Generation Y Risk-Averse Investors 

Gen Y or Millennials is a sector of individuals that are tagged as the ‘digital natives’. These are fresh-faced 20- or 30-somethings that just got out of college or grad school, and are out for the first job offer in the market. Most of them are deep in student debt at an average of $22,000 per individual. They keep up swiftly with the changes in the digital world and are adaptable to flexible work places. Those who do not have a regular job after college will probably go freelancing. They do not care about the regularity of the workplace as long as they can get their ideas across and get the job done.

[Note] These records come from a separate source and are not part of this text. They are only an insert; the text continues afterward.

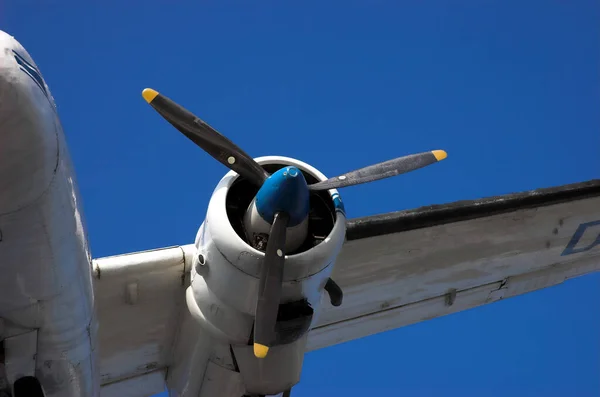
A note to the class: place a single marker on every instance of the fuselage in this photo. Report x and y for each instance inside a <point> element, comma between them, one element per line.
<point>46,290</point>
<point>46,285</point>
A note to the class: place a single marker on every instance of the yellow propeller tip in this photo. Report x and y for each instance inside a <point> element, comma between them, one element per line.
<point>149,94</point>
<point>439,154</point>
<point>260,351</point>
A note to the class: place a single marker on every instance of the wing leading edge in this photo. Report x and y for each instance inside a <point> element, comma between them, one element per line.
<point>395,269</point>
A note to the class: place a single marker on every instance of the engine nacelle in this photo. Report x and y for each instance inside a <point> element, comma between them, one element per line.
<point>226,271</point>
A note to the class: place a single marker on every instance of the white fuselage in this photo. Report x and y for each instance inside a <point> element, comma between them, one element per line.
<point>47,315</point>
<point>46,284</point>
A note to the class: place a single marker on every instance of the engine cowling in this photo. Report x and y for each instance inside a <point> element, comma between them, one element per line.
<point>226,270</point>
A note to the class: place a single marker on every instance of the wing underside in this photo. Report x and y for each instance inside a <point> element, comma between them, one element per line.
<point>395,269</point>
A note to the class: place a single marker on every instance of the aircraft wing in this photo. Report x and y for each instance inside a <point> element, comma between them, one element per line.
<point>395,269</point>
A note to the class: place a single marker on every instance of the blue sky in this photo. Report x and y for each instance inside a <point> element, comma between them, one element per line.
<point>510,89</point>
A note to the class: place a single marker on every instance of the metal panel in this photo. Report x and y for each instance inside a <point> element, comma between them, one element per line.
<point>141,386</point>
<point>396,269</point>
<point>139,298</point>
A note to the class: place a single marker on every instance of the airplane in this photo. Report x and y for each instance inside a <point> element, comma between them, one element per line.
<point>275,269</point>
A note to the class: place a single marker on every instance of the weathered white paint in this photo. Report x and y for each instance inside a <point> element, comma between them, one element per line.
<point>142,333</point>
<point>389,281</point>
<point>46,281</point>
<point>141,386</point>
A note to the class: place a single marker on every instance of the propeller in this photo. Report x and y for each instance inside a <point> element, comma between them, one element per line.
<point>269,289</point>
<point>230,155</point>
<point>209,139</point>
<point>383,170</point>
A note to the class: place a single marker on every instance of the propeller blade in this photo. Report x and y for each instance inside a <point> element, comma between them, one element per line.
<point>271,278</point>
<point>383,170</point>
<point>209,139</point>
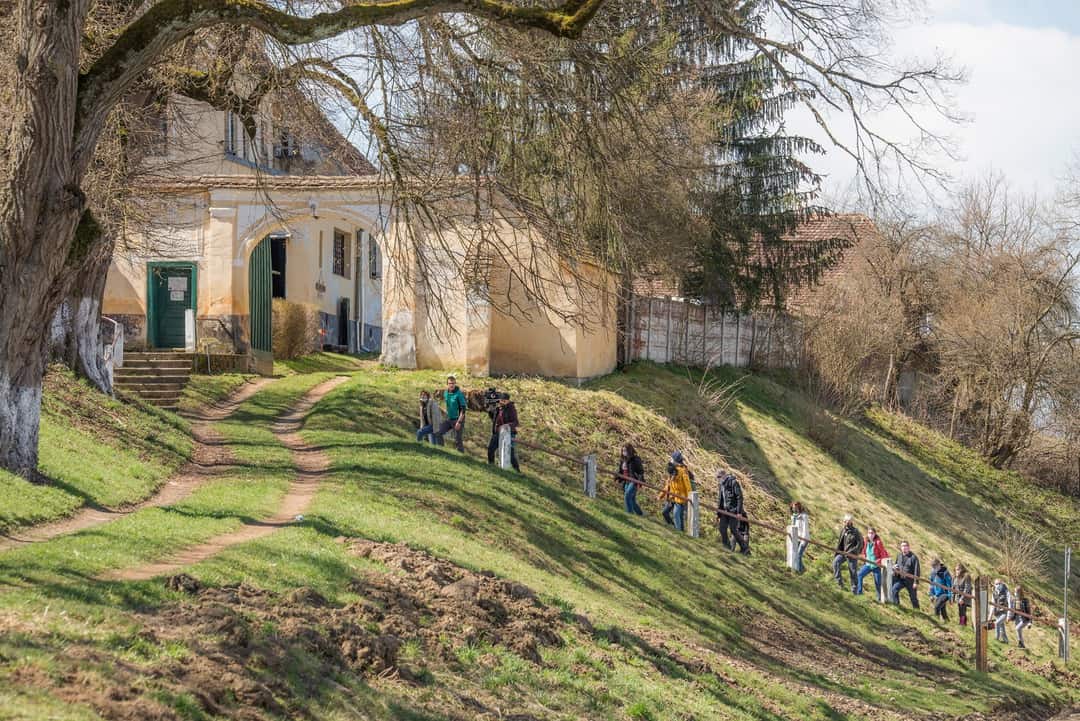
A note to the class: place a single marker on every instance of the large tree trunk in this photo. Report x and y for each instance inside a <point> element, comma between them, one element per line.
<point>40,209</point>
<point>77,325</point>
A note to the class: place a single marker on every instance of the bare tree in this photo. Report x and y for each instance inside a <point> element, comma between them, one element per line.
<point>66,84</point>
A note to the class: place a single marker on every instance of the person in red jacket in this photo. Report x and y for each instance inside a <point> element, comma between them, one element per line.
<point>876,555</point>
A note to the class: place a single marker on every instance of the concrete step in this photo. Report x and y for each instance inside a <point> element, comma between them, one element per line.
<point>122,378</point>
<point>151,394</point>
<point>172,366</point>
<point>146,390</point>
<point>165,355</point>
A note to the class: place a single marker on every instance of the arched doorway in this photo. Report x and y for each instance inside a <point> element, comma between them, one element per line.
<point>260,314</point>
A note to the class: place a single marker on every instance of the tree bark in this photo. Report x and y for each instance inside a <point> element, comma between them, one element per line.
<point>77,325</point>
<point>40,211</point>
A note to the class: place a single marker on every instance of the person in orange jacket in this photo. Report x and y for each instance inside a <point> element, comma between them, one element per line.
<point>876,556</point>
<point>676,492</point>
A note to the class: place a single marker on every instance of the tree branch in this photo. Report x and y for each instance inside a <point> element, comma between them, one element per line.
<point>170,22</point>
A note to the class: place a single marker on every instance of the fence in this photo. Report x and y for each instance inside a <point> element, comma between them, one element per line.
<point>979,598</point>
<point>684,331</point>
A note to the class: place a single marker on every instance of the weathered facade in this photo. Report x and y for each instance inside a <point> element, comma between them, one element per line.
<point>240,221</point>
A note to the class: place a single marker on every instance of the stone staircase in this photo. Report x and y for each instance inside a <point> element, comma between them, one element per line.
<point>157,377</point>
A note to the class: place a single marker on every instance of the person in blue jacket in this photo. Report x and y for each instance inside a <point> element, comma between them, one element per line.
<point>941,588</point>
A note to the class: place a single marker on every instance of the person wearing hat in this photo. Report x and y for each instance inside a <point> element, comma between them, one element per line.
<point>455,420</point>
<point>504,413</point>
<point>730,511</point>
<point>676,492</point>
<point>905,574</point>
<point>941,588</point>
<point>848,548</point>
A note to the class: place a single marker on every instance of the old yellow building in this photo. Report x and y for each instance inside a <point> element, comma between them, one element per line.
<point>240,221</point>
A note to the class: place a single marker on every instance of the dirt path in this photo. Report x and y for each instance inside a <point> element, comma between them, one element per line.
<point>310,465</point>
<point>210,457</point>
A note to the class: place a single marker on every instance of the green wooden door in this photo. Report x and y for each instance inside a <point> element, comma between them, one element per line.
<point>258,296</point>
<point>173,291</point>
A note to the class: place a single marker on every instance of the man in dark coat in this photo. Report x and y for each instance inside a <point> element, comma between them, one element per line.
<point>504,413</point>
<point>905,575</point>
<point>849,545</point>
<point>730,501</point>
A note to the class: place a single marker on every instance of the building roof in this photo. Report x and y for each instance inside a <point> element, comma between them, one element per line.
<point>853,227</point>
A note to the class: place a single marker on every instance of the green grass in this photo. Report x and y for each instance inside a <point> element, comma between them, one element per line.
<point>678,629</point>
<point>323,363</point>
<point>94,451</point>
<point>203,391</point>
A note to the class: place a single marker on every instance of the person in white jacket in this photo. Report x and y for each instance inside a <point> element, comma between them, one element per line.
<point>800,519</point>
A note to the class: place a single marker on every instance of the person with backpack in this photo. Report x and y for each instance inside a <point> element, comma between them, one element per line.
<point>730,501</point>
<point>456,406</point>
<point>1001,603</point>
<point>504,413</point>
<point>676,492</point>
<point>848,547</point>
<point>431,418</point>
<point>631,470</point>
<point>1024,607</point>
<point>963,589</point>
<point>800,519</point>
<point>876,555</point>
<point>941,588</point>
<point>906,572</point>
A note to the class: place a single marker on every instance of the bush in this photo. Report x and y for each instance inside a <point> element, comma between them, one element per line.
<point>295,329</point>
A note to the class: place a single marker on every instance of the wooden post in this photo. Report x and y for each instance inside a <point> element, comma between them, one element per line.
<point>667,338</point>
<point>693,525</point>
<point>793,545</point>
<point>504,446</point>
<point>886,582</point>
<point>738,338</point>
<point>591,475</point>
<point>648,332</point>
<point>981,611</point>
<point>1065,615</point>
<point>724,313</point>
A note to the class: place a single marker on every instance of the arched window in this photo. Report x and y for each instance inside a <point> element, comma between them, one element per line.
<point>374,258</point>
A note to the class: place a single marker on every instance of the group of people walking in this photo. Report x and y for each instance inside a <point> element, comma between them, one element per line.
<point>860,555</point>
<point>434,424</point>
<point>945,587</point>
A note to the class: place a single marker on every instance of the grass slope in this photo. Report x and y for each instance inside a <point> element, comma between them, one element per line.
<point>95,451</point>
<point>672,628</point>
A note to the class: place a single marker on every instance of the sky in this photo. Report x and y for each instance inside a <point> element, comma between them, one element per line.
<point>1022,97</point>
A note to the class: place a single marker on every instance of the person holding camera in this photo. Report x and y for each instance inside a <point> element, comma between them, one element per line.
<point>455,420</point>
<point>503,413</point>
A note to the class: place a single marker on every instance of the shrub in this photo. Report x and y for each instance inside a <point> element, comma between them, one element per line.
<point>295,329</point>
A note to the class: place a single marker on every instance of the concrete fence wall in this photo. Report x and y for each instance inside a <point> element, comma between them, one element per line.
<point>687,332</point>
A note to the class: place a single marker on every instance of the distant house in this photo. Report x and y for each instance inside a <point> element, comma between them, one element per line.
<point>664,325</point>
<point>239,221</point>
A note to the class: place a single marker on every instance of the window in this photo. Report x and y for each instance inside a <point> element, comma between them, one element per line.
<point>340,254</point>
<point>230,133</point>
<point>278,256</point>
<point>374,261</point>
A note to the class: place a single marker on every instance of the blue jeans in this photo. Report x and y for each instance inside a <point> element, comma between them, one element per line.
<point>799,568</point>
<point>909,585</point>
<point>679,509</point>
<point>863,572</point>
<point>429,431</point>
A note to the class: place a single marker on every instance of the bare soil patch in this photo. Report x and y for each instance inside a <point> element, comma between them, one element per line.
<point>253,654</point>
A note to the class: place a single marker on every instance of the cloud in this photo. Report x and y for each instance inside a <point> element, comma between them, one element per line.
<point>1020,97</point>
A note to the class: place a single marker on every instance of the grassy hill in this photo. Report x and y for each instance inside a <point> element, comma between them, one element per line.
<point>423,585</point>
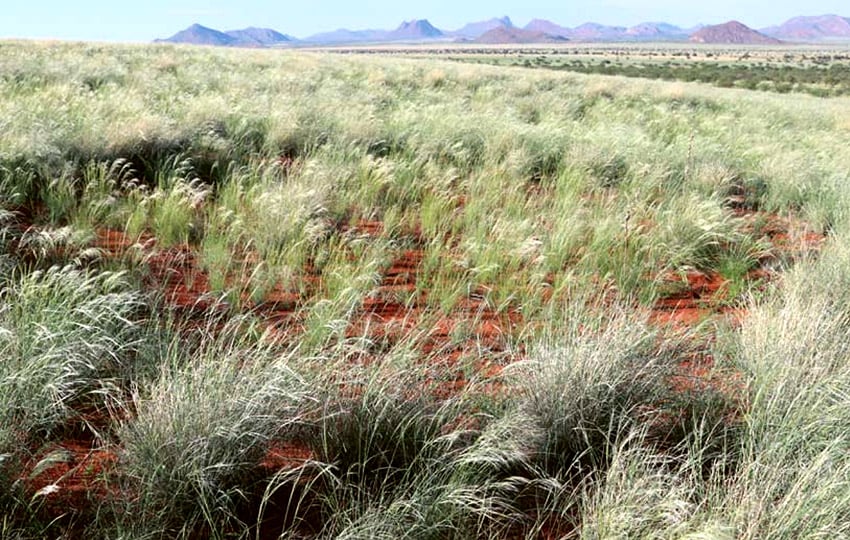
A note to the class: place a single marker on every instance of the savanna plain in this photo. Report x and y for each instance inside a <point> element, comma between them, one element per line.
<point>277,294</point>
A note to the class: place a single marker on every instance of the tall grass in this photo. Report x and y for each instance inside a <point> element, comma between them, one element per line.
<point>562,202</point>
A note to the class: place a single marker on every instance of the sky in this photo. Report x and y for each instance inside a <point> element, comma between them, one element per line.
<point>145,20</point>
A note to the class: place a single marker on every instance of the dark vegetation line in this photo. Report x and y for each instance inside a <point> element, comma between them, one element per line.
<point>829,81</point>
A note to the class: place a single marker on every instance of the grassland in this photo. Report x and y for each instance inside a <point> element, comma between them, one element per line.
<point>263,294</point>
<point>821,70</point>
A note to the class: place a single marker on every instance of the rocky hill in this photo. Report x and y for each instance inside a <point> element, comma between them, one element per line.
<point>732,32</point>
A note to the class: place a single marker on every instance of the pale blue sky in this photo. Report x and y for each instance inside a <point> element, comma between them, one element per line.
<point>145,20</point>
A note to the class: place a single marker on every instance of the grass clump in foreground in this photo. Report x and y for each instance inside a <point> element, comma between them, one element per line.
<point>425,314</point>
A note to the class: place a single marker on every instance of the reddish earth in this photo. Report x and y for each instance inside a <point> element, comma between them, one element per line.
<point>471,338</point>
<point>70,477</point>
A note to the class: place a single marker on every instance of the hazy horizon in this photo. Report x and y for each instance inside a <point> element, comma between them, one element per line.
<point>100,20</point>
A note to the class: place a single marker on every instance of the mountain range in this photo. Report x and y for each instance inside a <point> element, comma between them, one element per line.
<point>503,30</point>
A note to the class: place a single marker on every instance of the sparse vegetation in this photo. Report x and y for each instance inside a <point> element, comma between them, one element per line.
<point>265,294</point>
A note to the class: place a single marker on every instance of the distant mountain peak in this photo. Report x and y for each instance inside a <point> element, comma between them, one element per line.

Generation Y workforce are very cautious when it comes to investing the stock market. After witnessing the downfall of the stock market in 2000 and recently in 2008, we will need to coax the Generation Y population to invest their paycheck in the stock market. They have seen their parents lose money in the stocks, and the common mentality is using their money in their living and savings after paying for the amortization in their debt.  In fact, 40% of these 18- to 30-year-olds say they will never—never—feel comfortable investing in the stock market, according to a survey by MFS Investment Management. Also, lesser Gen Y investors claim they are willing to take big financial risks than Generation X investors, who were born a decade before them, or their parents, who were born in the 1950s and ’60s, according to a study by the Investment Company Institute (ICI).

In managing the Generation Y population, we tend to forget that they have fears of the stock market crash etched in their head as they were growing up. They tend to shun stocks and prefer dealing with immediate needs such as housing, car, etc. What the millennials miss is that the market is in an entirely different period today. Instead of dodging stocks, they should really start to think about making their money work for them. Here are a few more investing lessons for the Generation Y population:

Think about the long term.

An important investment philosophy for Generation Y is start investing now for wealth accumulation. If they start putting their savings into the stock market now, they have 30-40 years to ride the ups and down of the market; that’s plenty of time to rebound from market downturns. The only risk they have is inflation eating up their investment, but still, they have nothing to lose if they start small today.

Do your own research.

Many of the Gen Y population avoid the stock market due to fear of insufficient information and conflicting investment recommendations available through stock brokers or the Internet. Generation Y investors should do their own research on their investment options. They should feel comfortable where they put their money. Generation Y are young investors who are insecure about their finances from paycheck to paycheck let alone their retirement. In order to appease the growing anxiety and fear of the stock market, they need reliable information channels that will educate them in investing.

Retirement funds do not keep up with inflation. Stocks do.

Vanguard Group just rolled out a target-date fund for 18- to 20-year-olds, the tail end of Generation Y. It is currently composed of 90% stocks (63% U.S. and 27% international) and 10% bonds. By 2060, the approximate year these investors will retire, the fund will be invested half in stocks and half in bonds.

In the Vanguard-run 401(k)s that offer target-date funds, younger plan participants have more stocks in their accounts than similar-aged participants in plans without such funds. Across all its plans, the average equity allocation of 20-year-old employees has risen to 85% from a low of 41% in 2003.

According to data from Baltimore-based fund shop T. Rowe Price, if one saver puts away $500 a month from ages 21 to 30 and enjoys a 7 percent annual return, she will end up with almost a million bucks at age 65. That handily beats another saver who waits for that level of return until age 31 yet contributes all the way to 65, despite putting up $150,000 more than the first investor.